Here’s the good news. My teacher didn’t revise history to make her classroom full of white kids comfortable, but the information she had to draw from the text was limited. She taught the textbook. I was a thoughtful and sensitive child and, if I recall correctly, it was me who approached my father when I came home from school to tell him what I learned.
That’s when he told me about our cousin Mary Lou. Her father was William Joseph Werner, My father’s father was William Joseph Werner Jr, and my father was William Joseph Werner III. He said Mary Lou won the Pulitzer Prize for her reporting on the forced integration of Virginia public schools. He said she was brave, smart, funny, and a woman who learned to dominate in a man’s world. He said I was a lot like her with the same blood coursing through my veins and there was nothing I couldn’t do. She was proof of that. I was imprinted. I became a journalist.
Sixty-nine years after Brown, not the “50-something years ago” claim made by Lt. Gov. Sears, and in direct opposition to her false statements about the landmark decision and what it really meant, I offer this – From Mary Lou Werner-Forbes and the Pulitzer Files:
“I was covering the Virginia General Assembly at the time the so-called massive resistance laws were passed. Right after the Brown decision the then-governor, Tom Stanley, had very reasonable things to say, but then political considerations got involved. One of the main laws was that the minute a Negro entered a white school, the school was closed. Another one was that the state would give a tuition grant to anyone who wanted to go to a private school…
Spottswood Robinson was one of the NAACP attorneys, a brilliant man, and he could really argue a case. I complimented him one day on one of his appearances in court. One of the arguments was about busing – whether this wouldn’t lead to isolation. Robinson started talking in court about what he called the loneliness of the Negro. “It doesn’t hurt him,” he said. “He can survive it. We’ve survived it for years.”
“No matter how hard you try to be even-handed, it was such a sensitive issue that people would call to complain even about how we covered a legal decision. But we did take care to avoid inflammatory pieces. There was a strong sense that Virginia would work its way out of this, maybe not as fast as it should, but that if the paper did its job of informing people, they would make the right decision.” — Mary Lou Werner Forbes
“Tuition grant” sounds synonymous with a “school voucher” to me. Know why? Because it’s the same thing. And guess what. Brown V. Board was always about race. It was never about parental choice.

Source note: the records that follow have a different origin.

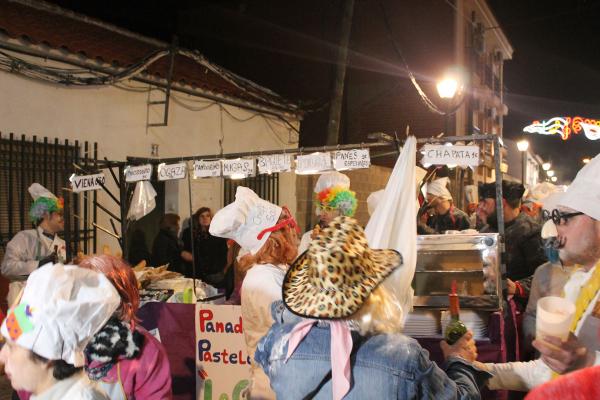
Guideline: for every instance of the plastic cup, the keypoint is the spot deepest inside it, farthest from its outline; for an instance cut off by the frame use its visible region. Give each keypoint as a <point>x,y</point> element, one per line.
<point>554,317</point>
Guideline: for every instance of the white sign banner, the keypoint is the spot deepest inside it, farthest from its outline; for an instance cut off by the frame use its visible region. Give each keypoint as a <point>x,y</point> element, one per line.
<point>351,159</point>
<point>171,171</point>
<point>240,166</point>
<point>83,183</point>
<point>274,163</point>
<point>207,169</point>
<point>139,173</point>
<point>222,360</point>
<point>313,163</point>
<point>450,155</point>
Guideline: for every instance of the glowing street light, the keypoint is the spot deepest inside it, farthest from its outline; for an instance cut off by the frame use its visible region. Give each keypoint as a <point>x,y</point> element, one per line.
<point>523,145</point>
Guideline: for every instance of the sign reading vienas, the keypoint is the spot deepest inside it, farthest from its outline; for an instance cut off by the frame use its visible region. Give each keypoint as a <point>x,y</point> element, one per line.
<point>450,155</point>
<point>83,183</point>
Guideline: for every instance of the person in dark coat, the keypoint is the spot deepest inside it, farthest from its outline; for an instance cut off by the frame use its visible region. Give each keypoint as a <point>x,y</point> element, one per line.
<point>166,248</point>
<point>210,252</point>
<point>445,215</point>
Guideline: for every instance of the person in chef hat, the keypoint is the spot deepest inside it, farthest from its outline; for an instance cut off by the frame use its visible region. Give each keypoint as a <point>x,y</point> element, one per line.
<point>32,248</point>
<point>267,234</point>
<point>333,198</point>
<point>445,215</point>
<point>47,330</point>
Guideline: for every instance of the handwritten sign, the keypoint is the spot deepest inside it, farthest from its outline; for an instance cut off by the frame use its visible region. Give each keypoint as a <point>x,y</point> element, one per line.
<point>207,169</point>
<point>83,183</point>
<point>171,171</point>
<point>222,359</point>
<point>239,167</point>
<point>450,155</point>
<point>313,163</point>
<point>140,173</point>
<point>274,163</point>
<point>351,159</point>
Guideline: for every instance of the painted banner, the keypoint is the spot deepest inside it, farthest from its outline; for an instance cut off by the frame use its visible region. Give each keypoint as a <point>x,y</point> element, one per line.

Virginians stood on the wrong side of history before in massive resistance and we need to do it again but on the proper side this time. Lt. Gov. Sears’ ideology and skewed interpretation of history are what’s driving a wedge.
I call on my Republican opponent Anne Ferrell Tata to urge her friend, the Lt. Governor to rethink her statement and issue a separate statement and apology for not taking the time to “Read more,” at least about Brown V. Board and Virginia’s massive resistance. Unless you think the Brown v. Board decision wasn’t about race. That’s not what you think. Right, Anne Ferrell-Tata?
Another proud moment brought to us courtesy of yet another one of Pat Robertson’s Regent University genius alum.
We have a massive job ahead of us in Virginia as we face off against Republican Candidates who echo Lt. Governor Sears’ divisive rhetoric and appeal to voters who would just fall in line with the Republican Party. This massive job needs another massive resistance to get us to victory. Join me!